Identifying a Defective Fuel Pump
Prior to replacing the fuel pump, a thorough diagnosis should be performed to make certain that available current is getting to the pump. This should include checking relays, pressure sensors, inertia switches and, in some cases, the security system, which can prevent fuel pump operation. Some pumps fail due to a worn commutator bar on the armature. Tapping the fuel tank with a rubber mallet may move the armature enough to allow electrical contact, promoting fuel pump operation. This is a temporary solution.
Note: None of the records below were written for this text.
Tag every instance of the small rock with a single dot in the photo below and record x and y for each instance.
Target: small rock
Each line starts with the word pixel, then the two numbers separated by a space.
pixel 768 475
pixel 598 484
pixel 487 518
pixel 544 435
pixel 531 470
Don’t be fooled by a fuel pump providing sufficient pressure but low volume. Low fuel pressure or insufficient volume will affect engine performance and may set a diagnostic code due to lean fuel conditions. Most fuel pumps will pump one pint of fuel in 30 seconds. Follow the vehicle manufacturer’s guidelines for pressure and volume testing.
Leading Causes of Fuel Pump Failure
1Fuel is the coolant and lubricant for the fuel pump. Never allow the fuel level to get below one-quarter tank to prevent overheating of the fuel pump. Running a vehicle out of fuel can cause permanent damage.
2Water in the fuel promotes corrosion, especially on vehicles stored for long periods of time. A low fuel level during cool or humid weather can promote condensation and corrosion. Ethanol can further aggravate the condition. Taking a fuel sample in a glass container can reveal fuel contamination. If the fuel is discolored or reveals the presence of water, replace the fuel.
3Dirty or contaminated fuel. Sediments in the fuel tank can clog the strainer, promoting overheating and premature fuel pump failure. Clean the tank before replacing the fuel pump.
4Fuel tank oxidation, which promotes the formation of deposits.
5When replacing the fuel pump, always replace the strainer. The strainer can catch contaminates larger than 70 microns; however, contaminants as small as 30 microns can pass through the strainer, causing permanent damage to the fuel pump.
6The fuel filter does not directly protect the fuel pump, as contaminated fuel passes through the fuel pump before it gets to the filter, with the exception of applications that have an in-tank fuel filter. The pump may overheat and fail while trying to pass fuel through a restricted filter. Replace the filter on a scheduled basis.
7A restricted fuel filter, strainer or blocked return line will stress the fuel pump, leading to pump failure.
8On vehicles equipped with a fuel pump module, heavy concentrations of rust deposits may require replacement of the fuel lines, especially when the contamination is minimal in the fuel tank but heavy deposits are located in the module.
9Purchasing fuel when a tanker is re-supplying a fuel distributor is not recommended, as many deposits are being dislodged in the storage tank.
10Contaminants that pass through the pump can cause pump seizure, resulting in increased amperage flow necessary to overcome the resistance, which can cause overheating of the wiring and related connectors. A restricted fuel filter can promote the same type of electrical failure.
11Special metals and coatings in the fuel system components are necessary for vehicles rated to burn E85 fuel to prevent fuel system corrosion.
Prior to replacing a fuel pump, make certain the loss of pressure or volume is not due to a restricted fuel filter, low voltage or a defective pressure regulator. Make fuel filter replacement a part of your service recommendation. It is the best preventive maintenance you can give the fuel pump.